# Skip-gram in Action

## Imports

Here are the packages we need to import.

In [1]:
from nlpmodels.models import word2vec
from nlpmodels.utils import skipgram_dataset,utils
from nlpmodels.utils import train
from argparse import Namespace
import torch
utils.set_seed_everywhere()



## Hyper-parameters

These are the data processing, skip-gram, and model training hyper-parameters for this run.

In [2]:
args = Namespace(
    # skip gram data hyper-parameters
    context_window_size = 5,
    subsample_t = 10.e-15, # param for sub-sampling frequent words (10.e-5 suggested by paper)
    # Model hyper-parameters
    embedding_size = 300,
    negative_sample_size= 20, # k examples to be used in negative sampling loss function
    # Training hyper-parameters
    num_epochs=100,
    learning_rate=0.0001,
    batch_size = 4096,
)

## Get Data

Call the function that grabs training data (via hugging faces) and a dictionary.

In [3]:
train_dataloader, vocab = skipgram_dataset.SkipGramDataset.get_training_dataloader(args.context_window_size,
                                                                                   args.subsample_t,
                                                                                   args.batch_size)

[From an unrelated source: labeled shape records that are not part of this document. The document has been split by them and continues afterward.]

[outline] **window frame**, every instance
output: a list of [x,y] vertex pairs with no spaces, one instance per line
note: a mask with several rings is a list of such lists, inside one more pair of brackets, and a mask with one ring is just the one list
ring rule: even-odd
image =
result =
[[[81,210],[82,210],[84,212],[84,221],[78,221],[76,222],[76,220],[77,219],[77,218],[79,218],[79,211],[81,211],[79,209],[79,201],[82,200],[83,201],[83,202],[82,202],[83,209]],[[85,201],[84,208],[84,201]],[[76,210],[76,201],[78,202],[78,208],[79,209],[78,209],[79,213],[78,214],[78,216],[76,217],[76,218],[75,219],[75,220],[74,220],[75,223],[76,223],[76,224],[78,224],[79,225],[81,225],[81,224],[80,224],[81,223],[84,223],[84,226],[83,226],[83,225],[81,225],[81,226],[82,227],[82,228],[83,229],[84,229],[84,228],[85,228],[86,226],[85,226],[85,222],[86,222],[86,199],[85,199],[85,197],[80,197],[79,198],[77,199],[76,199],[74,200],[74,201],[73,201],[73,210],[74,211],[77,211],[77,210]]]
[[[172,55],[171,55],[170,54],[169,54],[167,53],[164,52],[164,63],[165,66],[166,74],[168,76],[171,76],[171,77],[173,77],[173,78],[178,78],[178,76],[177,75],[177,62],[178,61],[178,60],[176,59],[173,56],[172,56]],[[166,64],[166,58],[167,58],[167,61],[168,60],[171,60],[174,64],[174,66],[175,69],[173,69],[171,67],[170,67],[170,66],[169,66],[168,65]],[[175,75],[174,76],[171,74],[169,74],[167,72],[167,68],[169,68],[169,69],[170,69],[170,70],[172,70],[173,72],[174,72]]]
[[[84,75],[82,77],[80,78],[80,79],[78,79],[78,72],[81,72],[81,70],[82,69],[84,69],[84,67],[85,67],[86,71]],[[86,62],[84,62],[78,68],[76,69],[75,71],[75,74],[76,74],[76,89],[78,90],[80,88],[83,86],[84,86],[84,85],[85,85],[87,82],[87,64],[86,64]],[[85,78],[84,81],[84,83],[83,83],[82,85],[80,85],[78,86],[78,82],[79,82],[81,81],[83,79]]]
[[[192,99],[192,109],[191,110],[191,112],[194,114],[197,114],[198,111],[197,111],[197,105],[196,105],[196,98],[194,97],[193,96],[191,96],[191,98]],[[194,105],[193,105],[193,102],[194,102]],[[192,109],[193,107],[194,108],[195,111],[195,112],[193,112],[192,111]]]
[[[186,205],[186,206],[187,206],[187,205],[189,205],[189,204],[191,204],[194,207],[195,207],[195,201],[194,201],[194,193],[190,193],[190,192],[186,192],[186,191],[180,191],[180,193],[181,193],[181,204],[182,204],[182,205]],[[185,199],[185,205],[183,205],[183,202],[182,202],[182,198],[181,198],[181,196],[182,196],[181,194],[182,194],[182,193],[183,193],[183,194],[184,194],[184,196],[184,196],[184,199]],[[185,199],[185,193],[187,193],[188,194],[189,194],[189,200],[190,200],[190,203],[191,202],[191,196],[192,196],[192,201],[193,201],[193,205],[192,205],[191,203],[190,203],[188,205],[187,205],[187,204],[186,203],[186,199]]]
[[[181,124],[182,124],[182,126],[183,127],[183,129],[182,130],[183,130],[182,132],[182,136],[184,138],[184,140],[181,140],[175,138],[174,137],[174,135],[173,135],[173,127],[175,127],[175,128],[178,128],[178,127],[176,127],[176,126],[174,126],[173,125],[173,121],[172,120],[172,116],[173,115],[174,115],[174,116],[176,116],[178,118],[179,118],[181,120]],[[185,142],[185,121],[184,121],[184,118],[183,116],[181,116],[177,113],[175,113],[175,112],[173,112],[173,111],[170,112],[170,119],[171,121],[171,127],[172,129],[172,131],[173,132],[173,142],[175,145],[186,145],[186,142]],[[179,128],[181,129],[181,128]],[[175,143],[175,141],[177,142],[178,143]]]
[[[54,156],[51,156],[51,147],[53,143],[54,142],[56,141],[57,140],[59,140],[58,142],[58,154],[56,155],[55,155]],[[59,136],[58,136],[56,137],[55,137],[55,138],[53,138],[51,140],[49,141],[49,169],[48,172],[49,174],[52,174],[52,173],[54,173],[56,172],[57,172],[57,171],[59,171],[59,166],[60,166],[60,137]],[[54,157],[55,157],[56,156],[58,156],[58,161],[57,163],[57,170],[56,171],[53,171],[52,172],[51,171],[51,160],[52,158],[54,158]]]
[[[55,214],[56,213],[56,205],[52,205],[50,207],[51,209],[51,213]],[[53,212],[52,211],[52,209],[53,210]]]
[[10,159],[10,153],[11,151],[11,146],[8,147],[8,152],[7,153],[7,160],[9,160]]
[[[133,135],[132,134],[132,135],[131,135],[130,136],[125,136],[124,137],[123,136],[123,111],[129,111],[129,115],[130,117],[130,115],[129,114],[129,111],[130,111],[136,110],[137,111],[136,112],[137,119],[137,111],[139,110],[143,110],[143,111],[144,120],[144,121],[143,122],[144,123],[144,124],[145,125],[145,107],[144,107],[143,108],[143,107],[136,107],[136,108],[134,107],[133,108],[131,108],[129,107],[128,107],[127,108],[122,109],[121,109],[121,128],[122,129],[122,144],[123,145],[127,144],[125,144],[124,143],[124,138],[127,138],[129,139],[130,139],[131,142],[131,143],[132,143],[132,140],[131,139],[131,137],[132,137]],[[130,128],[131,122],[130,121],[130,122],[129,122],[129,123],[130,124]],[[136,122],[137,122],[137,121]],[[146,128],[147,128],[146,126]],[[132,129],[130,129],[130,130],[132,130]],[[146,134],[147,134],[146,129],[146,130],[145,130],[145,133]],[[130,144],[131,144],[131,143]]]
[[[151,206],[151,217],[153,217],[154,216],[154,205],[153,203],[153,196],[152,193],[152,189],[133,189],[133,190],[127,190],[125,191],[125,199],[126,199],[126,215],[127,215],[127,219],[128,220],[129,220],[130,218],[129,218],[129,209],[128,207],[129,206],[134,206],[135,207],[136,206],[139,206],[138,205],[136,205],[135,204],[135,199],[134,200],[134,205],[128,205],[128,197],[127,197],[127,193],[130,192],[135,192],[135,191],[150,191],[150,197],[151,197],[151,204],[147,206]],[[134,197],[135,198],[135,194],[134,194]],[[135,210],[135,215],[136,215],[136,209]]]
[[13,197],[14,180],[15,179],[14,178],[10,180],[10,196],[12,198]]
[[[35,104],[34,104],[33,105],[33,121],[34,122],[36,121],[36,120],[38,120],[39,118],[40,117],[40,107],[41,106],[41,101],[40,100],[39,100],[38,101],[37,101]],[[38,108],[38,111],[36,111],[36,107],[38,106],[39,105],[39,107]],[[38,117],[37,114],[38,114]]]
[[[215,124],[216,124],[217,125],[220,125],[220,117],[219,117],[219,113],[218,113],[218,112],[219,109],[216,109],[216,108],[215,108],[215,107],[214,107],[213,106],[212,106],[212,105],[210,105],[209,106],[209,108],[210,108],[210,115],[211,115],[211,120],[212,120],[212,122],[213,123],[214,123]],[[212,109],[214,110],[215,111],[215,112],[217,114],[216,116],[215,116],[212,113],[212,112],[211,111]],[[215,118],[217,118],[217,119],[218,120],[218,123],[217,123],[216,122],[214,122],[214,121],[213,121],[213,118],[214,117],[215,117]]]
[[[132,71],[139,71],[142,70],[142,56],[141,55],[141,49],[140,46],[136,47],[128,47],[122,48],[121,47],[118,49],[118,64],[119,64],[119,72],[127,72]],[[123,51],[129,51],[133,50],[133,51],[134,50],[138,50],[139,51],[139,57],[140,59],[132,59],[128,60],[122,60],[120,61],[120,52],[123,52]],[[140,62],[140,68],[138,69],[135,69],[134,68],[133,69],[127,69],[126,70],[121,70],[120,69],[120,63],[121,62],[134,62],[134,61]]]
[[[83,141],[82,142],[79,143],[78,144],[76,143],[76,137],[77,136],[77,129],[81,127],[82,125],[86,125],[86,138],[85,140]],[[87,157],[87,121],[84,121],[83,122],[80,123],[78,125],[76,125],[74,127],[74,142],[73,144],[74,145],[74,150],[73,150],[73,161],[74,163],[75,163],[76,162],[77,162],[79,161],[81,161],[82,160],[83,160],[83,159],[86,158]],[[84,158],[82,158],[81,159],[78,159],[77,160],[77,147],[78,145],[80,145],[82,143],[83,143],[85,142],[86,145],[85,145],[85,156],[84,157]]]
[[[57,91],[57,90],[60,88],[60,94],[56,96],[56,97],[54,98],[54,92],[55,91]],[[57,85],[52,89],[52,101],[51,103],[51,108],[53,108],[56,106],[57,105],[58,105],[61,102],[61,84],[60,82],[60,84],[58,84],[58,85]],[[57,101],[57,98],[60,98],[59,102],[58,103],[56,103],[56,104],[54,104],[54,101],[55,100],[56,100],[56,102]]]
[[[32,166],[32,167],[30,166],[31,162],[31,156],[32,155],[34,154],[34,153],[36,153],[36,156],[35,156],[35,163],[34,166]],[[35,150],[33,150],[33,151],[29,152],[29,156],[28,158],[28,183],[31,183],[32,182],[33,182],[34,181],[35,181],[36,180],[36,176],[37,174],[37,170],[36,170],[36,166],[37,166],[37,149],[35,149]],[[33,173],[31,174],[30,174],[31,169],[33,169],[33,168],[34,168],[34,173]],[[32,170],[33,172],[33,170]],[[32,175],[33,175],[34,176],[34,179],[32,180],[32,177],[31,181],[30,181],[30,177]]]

Using custom data configuration default


In [4]:
vocab_size = len(vocab)

print(f"The gist: context_window_size = {args.context_window_size}, "
      f"batch_size = {args.batch_size}, vocab_size = {vocab_size}, "
      f"embedding_size = {args.embedding_size}, k = {args.negative_sample_size}, "
      f"train_size = {len(train_dataloader.dataset)}"
      )

The gist: context_window_size = 5, batch_size = 4096, vocab_size = 61810, embedding_size = 300, k = 20, train_size = 240032


## Training

Here we build the model and call the trainer.

In [5]:
word_frequencies = torch.from_numpy(vocab.get_word_frequencies())
model = word2vec.SkipGramNSModel(vocab_size, args.embedding_size, args.negative_sample_size,word_frequencies)
trainer = train.Word2VecTrainer(args,model,train_dataloader)
trainer.run()

[Epoch 0]: 100%|██████████| 59/59 [01:04<00:00,  1.09s/it, loss=14.5]
[Epoch 99]: 100%|██████████| 59/59 [00:50<00:00,  1.16it/s, loss=0.744]


Finished Training...


## Examine Similarity of Embeddings

Now that we've trained our embeddings, let's see if the words that are clustered together make any sense.

In [6]:
embeddings = model.get_embeddings()

### Computer

Let's see the top 5 words associated with "computer".

In [15]:
utils.get_cosine_similar("computer",vocab._token_to_idx,embeddings)[0:5]

[('of', tensor(1.0000)),
 ('apple', tensor(1.0000)),
 ('israel', tensor(1.0000)),
 ('leader', tensor(1.0000)),
 ('game', tensor(1.0000))]

### Market

Let's see the top 5 words associated with "market".

In [10]:
utils.get_cosine_similar("market",vocab._token_to_idx,embeddings)[0:5]

[('investors', tensor(1.0000)),
 ('korea', tensor(1.0000)),
 ('out', tensor(1.0000)),
 ('israel', tensor(1.0000)),
 ('china', tensor(1.0000))]

In this particular example, we sub-selected heavily so that our training set would be manageable.
With a training_N = ~200k and vocab_size = ~60k, we might consider increasing  N >> p to improve our embeddings.